-
Notifications
You must be signed in to change notification settings - Fork 750
Description
Problem
When using the MCP Java SDK's HTTP transport with custom ThreadLocal or InheritableThreadLocal context (e.g., authentication tokens), the context is lost after the boundedElastic thread pool exhausts and starts reusing threads.
Symptoms
Tools that rely on InheritableThreadLocal context work for ~N tool calls (where N = availableProcessors() * 10), then fail because the context is null.
Environment
- MCP Java SDK 0.16.0
- HTTP/Streamable transport
- Reactor (Project Reactor) with boundedElastic scheduler
- Kubernetes or resource-constrained environment
Root Cause
The issue is a fundamental interaction between:
InheritableThreadLocal- only propagates context when a thread is created, not when it's reused- Reactor's
boundedElasticscheduler - pool size =availableProcessors() * 10 KeepAliveScheduler- createsboundedElastic-1during startup from the main thread (no HTTP/request context)- Tool execution -
McpServerFeatures.javauses.subscribeOn(Schedulers.boundedElastic())
Timeline
STARTUP (main thread):
└─▶ KeepAliveScheduler starts
└─▶ Schedules on Schedulers.boundedElastic()
└─▶ Creates boundedElastic-1 ← NO context (parent is main)
REQUEST PHASE:
└─▶ HTTP filter sets context (e.g., auth token)
└─▶ Tool execution via .subscribeOn(boundedElastic)
├─▶ Creates boundedElastic-2 (inherits) ✅
├─▶ Creates boundedElastic-3 (inherits) ✅
└─▶ ... boundedElastic-N (inherits) ✅
AFTER N TOOL CALLS:
└─▶ Scheduler REUSES boundedElastic-1
└─▶ InheritableThreadLocal.get() returns null ❌
Why it works locally but fails in production
| Environment | CPUs | Pool Size | Cycles to failure |
|---|---|---|---|
| Local (MacBook) | 14 | 140 | ~140 calls |
| Kubernetes | 2 | 20 | ~20 calls |
Most local development never reaches 140+ tool calls before restart.
Affected Code
McpServerFeatures.java
BiFunction<...> callHandler = (exchange, req) -> {
var toolResult = Mono.fromCallable(() ->
syncToolSpec.callHandler().apply(...));
// THIS schedules on boundedElastic, potentially reusing context-less threads
return immediate ? toolResult : toolResult.subscribeOn(Schedulers.boundedElastic());
};KeepAliveScheduler.java
// Creates first boundedElastic thread BEFORE any HTTP requests
private Scheduler scheduler = Schedulers.boundedElastic();
this.currentSubscription = Flux.interval(this.initialDelay, this.interval, this.scheduler)
.doOnNext(tick -> { /* keep-alive pings */ })
.subscribe();Proposed Solutions
Option 1: Use Micrometer Context Propagation (Recommended)
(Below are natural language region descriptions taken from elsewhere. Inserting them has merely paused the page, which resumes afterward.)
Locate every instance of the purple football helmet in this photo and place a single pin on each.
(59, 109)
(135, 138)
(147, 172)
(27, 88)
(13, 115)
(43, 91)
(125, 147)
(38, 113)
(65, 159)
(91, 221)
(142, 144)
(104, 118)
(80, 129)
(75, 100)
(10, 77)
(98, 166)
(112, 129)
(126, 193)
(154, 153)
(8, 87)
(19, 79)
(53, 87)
The SDK should integrate with Micrometer Context Propagation to automatically propagate ThreadLocal values across thread boundaries:
// Enable automatic context propagation
Hooks.enableAutomaticContextPropagation();Applications can then register their ThreadLocals:
ContextRegistry.getInstance().registerThreadLocalAccessor(
new ThreadLocalAccessor<MyContext>() {
@Override public Object key() { return MyContext.class; }
@Override public MyContext getValue() { return MyContext.current(); }
@Override public void setValue(MyContext value) { MyContext.set(value); }
@Override public void reset() { MyContext.clear(); }
}
);Option 2: Pass context through Reactor Context
Instead of relying on ThreadLocal, pass values through Reactor's Context:
Mono.deferContextual(ctx -> {
// Access context values
}).contextWrite(Context.of("key", value));This requires exposing context access patterns in the SDK API.
Option 3: Dedicated scheduler for KeepAlive
Use a separate scheduler for KeepAliveScheduler that doesn't share threads with tool execution:
private Scheduler keepAliveScheduler = Schedulers.newBoundedElastic(
Schedulers.DEFAULT_BOUNDED_ELASTIC_SIZE,
Schedulers.DEFAULT_BOUNDED_ELASTIC_QUEUESIZE,
"mcp-keepalive"
);This prevents the "poisoned" thread from being used for tool calls.
Workaround
Applications can increase thread pool sizes via JVM flags:
java -XX:ActiveProcessorCount=10 \
-Xss256k \
-Dreactor.schedulers.defaultBoundedElasticSize=1000 \
-jar app.jarThis delays the problem but doesn't fix it.
References
Happy to submit a PR with a fix if an approach is agreed upon.